It's been almost a half-century since Julian Simon wrote "An Almost Practical Solution to Airline Overbooking," which was a two-page note in the May 1968 Journal of Transport Economics and Policy (pp. 201-2). Here's how Simon described the idea in 1968:
Perhaps the reader has suffered a fit of impotent rage at being told that he could not board an aeroplane for which he held a valid ticket. The explanation is clear, and no angry letter to the president of the airline will rectify the mistake, for mistake it was not. The airline gambles on a certain number of cancellations, and therefore sometimes sells more tickets than there are seats. Naturally there are sometimes more seat claimants than seats.

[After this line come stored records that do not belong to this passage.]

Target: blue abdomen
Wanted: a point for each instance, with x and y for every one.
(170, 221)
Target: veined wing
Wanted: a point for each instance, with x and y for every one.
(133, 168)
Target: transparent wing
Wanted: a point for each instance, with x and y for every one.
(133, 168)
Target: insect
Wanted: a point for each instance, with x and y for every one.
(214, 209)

The solution is simple. All that need happen when there is overbooking is that an airline agent distributes among the ticket-holders an envelope and a bid form, instructing each person to write down the lowest sum of money he is willing to accept in return for waiting for the next flight. The lowest bidder is paid in cash and given a ticket for the next flight. All other passengers board the plane and complete the flight to their destination.

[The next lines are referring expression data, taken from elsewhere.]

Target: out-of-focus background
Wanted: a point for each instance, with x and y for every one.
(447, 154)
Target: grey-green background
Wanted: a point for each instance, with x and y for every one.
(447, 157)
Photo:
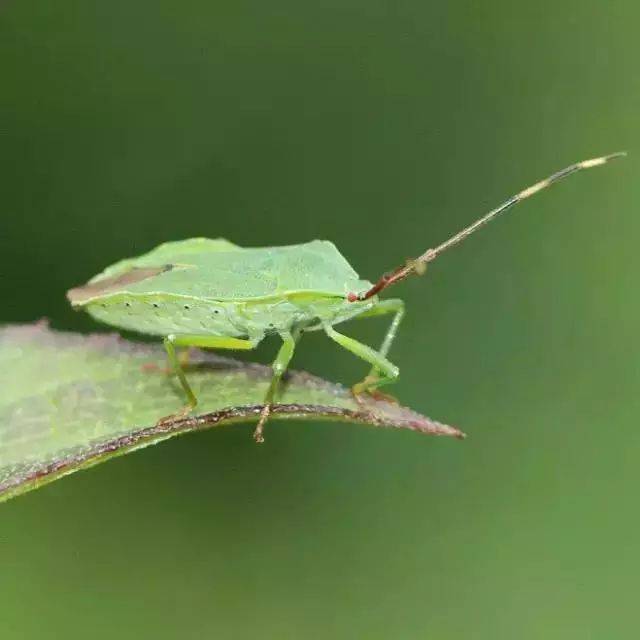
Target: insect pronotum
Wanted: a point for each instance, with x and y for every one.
(211, 293)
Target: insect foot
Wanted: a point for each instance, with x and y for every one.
(264, 414)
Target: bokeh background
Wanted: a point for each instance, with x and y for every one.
(384, 126)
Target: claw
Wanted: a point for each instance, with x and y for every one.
(264, 414)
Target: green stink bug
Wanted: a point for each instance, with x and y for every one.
(212, 293)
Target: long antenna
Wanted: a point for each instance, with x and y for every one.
(419, 265)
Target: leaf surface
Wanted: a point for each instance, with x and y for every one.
(69, 401)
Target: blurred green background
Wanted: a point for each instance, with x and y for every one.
(385, 127)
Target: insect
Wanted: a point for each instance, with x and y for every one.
(211, 293)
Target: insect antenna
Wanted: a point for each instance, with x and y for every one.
(419, 265)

All parties benefit, and no party loses. All passengers either complete their flight or are recompensed by a sum which they value more than the immediate completion of the flight. And the airlines could also gain, because they would be able to overbook to a higher degree than at present, and hence fly their planes closer to seat capacity. ...
But of course this scheme will not be taken up by the airlines. Why? Their first response will probably be "The administrative difficulties would be too great". The reader may judge this for himself. Next they will suggest that the scheme will not increase net revenue. But the a priori arguments to the contrary make the scheme worth a trial, and the trial would cost practically nothing and would require no commitment.
What are the real reasons why this scheme will not be adopted? Probably that "It just isn't done", because such an auction does not seem decorous; it smacks of the pushcart rather than the one price store; it is "embarrassing" and "crass", i.e., frankly commercial, like "being in trade" in Victorian England.Simon's idea seemed a little ridiculous to a number of commentators back in 1968, the sort of hypothetical, unworldly, and impractical idea that only an economist could favor. After being enacted and around for a few decades, of course, it now seems obvious. In the classroom, it's a nice practical real-world example of what is arguably a Pareto gain.
As Cass Sunstein and others have recently written, the obvious solution to the overbooking problem--at least if you are thinking like an economist--is to change the regulations that limit how much airlines are allowed to pay so that a few passengers can take a later flight. Of course, airlines dislike the idea. When Simon asked why the scheme wouldn't be adopted in the first place, he left out one reason: "The airline already has the money you paid for a ticket, and don't want to return any of it to you if at all possible." But there's a social and political tradeoff here: if airlines want to keep having the freedom to overbook their flights, then they need to face the reality of paying a compensation level so that when a few ticketed passengers can't be accommodated on a given flight, those passengers are willing to postpone their flight voluntarily.